Detecting EC2 Instances Exposed to Unrestricted SSH Access

4 minute read
Content level: Intermediate
1

Unrestricted SSH access to EC2 instances can create significant security vulnerabilities, exposing your infrastructure to potential attacks. This article provides a method to identify instances at risk by using a Bash script and AWS CLI. By following this guide, you will learn how to detect EC2 instances with open SSH ports and enhance your cloud security.

Introduction

Ensuring secure SSH access to EC2 instances is crucial for maintaining cloud security. This article offers a step-by-step guide to identify instances with security groups that permit inbound SSH access from any IP address. Using a Bash script and AWS CLI, you will discover how to find instances exposed to potential threats, helping you better manage your cloud environment.

Prerequisites

Before you begin, make sure you have the following:

  • IAM Permissions: Ensure you have the necessary permissions to access AWS Config, EC2, and AWS CLI.
  • AWS CLI installed and configured on your machine.
  • Basic knowledge of Bash scripting.

Step 1: Enable the AWS Config Rule

To identify EC2 instances exposed to unrestricted SSH access, first ensure that the AWS Config rule called restricted-ssh is enabled in your AWS account. This rule helps you monitor and identify security groups that allow SSH access from anywhere (TCP port 22 from IP address 0.0.0.0/0) . If the rule is not already active, follow AWS’s documentation to enable it and start receiving compliance evaluations for your security groups.

Step 2: Create the Bash Script

The following Bash script helps identify EC2 instances associated with security groups that permit unrestricted SSH access.
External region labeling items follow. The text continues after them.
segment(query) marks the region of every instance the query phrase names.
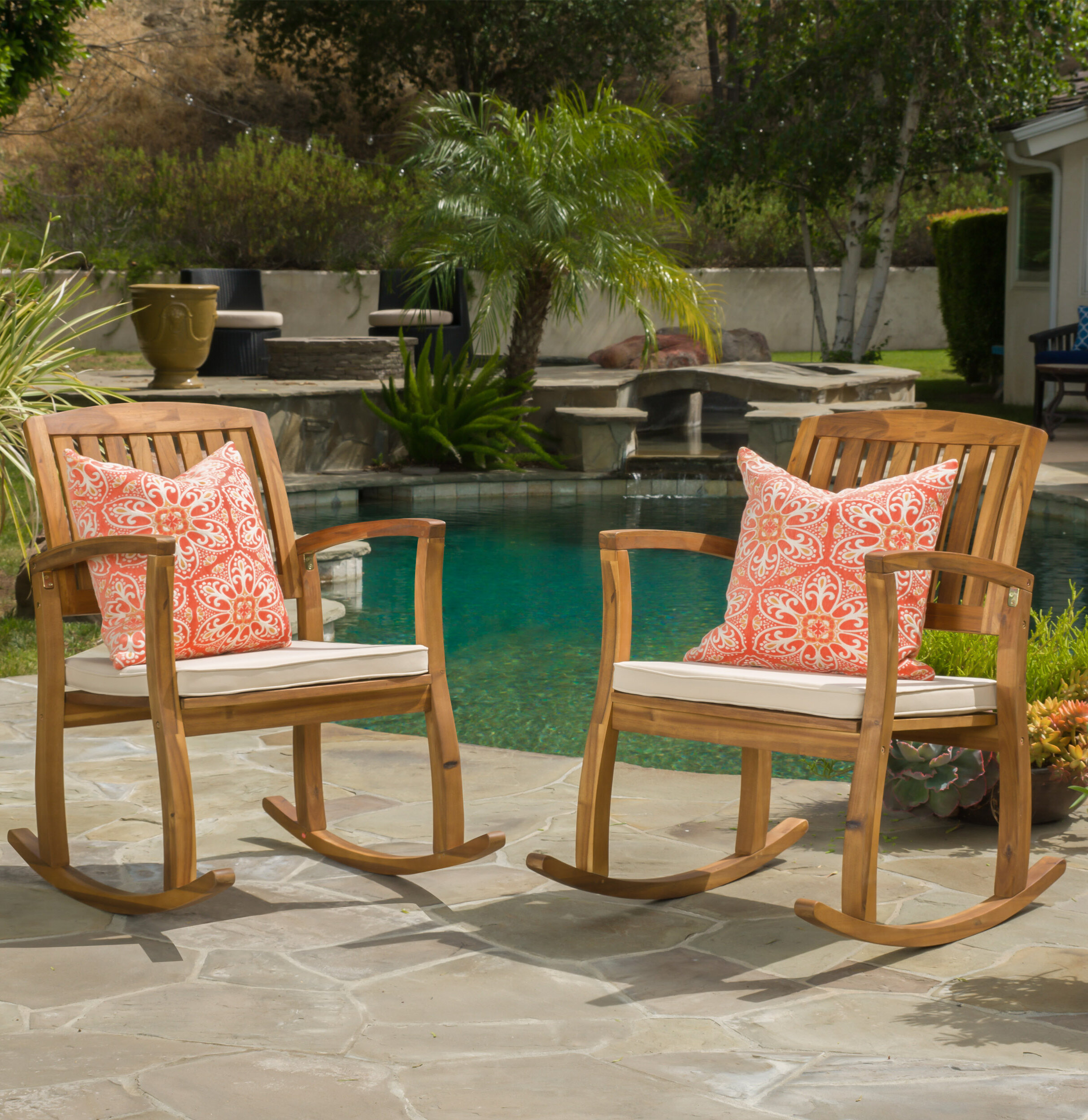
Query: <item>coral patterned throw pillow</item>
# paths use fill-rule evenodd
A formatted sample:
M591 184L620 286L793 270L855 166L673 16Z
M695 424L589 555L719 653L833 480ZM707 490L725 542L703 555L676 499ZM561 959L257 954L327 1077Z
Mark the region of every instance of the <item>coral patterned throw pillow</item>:
M864 674L865 554L928 551L956 483L954 459L859 489L828 491L738 452L748 491L725 620L685 661L807 673ZM928 681L917 660L931 573L895 575L899 675Z
M76 534L173 536L173 650L179 660L274 650L291 623L250 476L226 444L177 478L65 450ZM115 669L146 661L147 558L88 562L102 641Z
It retrieves the relevant security groups and lists the instances linked to them.

#!/bin/bash

# Function to display usage information
usage() {
  echo "Usage: $0 -r <region>"
  exit 1
}

# Parse command-line arguments
while getopts "r:" opt; do
  case $opt in
    r) REGION="$OPTARG" ;;
    *) usage ;;
  esac
done

# Check if region was provided
if [ -z "$REGION" ]; then
  echo "Error: Region is required."
  usage
fi

# Step 1: Get the list of security groups that have an inbound rule allowing SSH from anywhere
SG_IDS=$(aws configservice get-compliance-details-by-config-rule \
  --region $REGION \
  --config-rule-name restricted-ssh \
  --compliance-types NON_COMPLIANT \
  --query 'EvaluationResults[].EvaluationResultIdentifier.EvaluationResultQualifier.ResourceId' \
  --output text)

# Step 2: Loop through each security group and find the instances associated with it
for SG_ID in $SG_IDS; do
  # Get the security group name
  SG_NAME=$(aws ec2 describe-security-groups \
    --region $REGION \
    --group-ids $SG_ID \
    --query 'SecurityGroups[0].GroupName' \
    --output text)

  INSTANCE_IDS=$(aws ec2 describe-instances \
    --region $REGION \
    --filters Name=instance.group-id,Values=$SG_ID \
    --query 'Reservations[*].Instances[*].[InstanceId, Tags[?Key==`Name`].Value | [0]]' \
    --output text)

  # Check if any instances were found with the security group
  if [ -n "$INSTANCE_IDS" ]; then
    while read -r INSTANCE_ID INSTANCE_NAME; do
      if [ -z "$INSTANCE_NAME" ]; then
        INSTANCE_NAME="No_Name"
      fi
      echo "Security Group: $SG_ID ($SG_NAME) => Instance: $INSTANCE_ID ($INSTANCE_NAME)"
    done <<< "$INSTANCE_IDS"
  else
    echo "Security Group: $SG_ID ($SG_NAME) => No instances found"
  fi
done

Step 3: Running the Script

To run the script, save it as find_ssh_instances.sh and execute it with the required region flag:

bash find_ssh_instances.sh -r <your-region>

Replace <your-region> with the AWS region you're working in (e.g., us-east-1).

Example Output

When you run the script, it will output a list of security group to instance mappings:

Security Group: sg-00949c20db67e88a4 (my-sg-name) => Instance: i-07608871ec814f6a8 (my-instance-name)
Security Group: sg-0d08633048febd06d (another-sg-name) => Instance: i-0123456789abcdef0 (another-instance-name)
Security Group: sg-0abc1234abcd5678 (unused-sg-name) => No instances found

Conclusion

By using this script, you can easily detect EC2 instances at risk due to unrestricted SSH access. Regularly running this script can help maintain a secure environment and comply with best practices.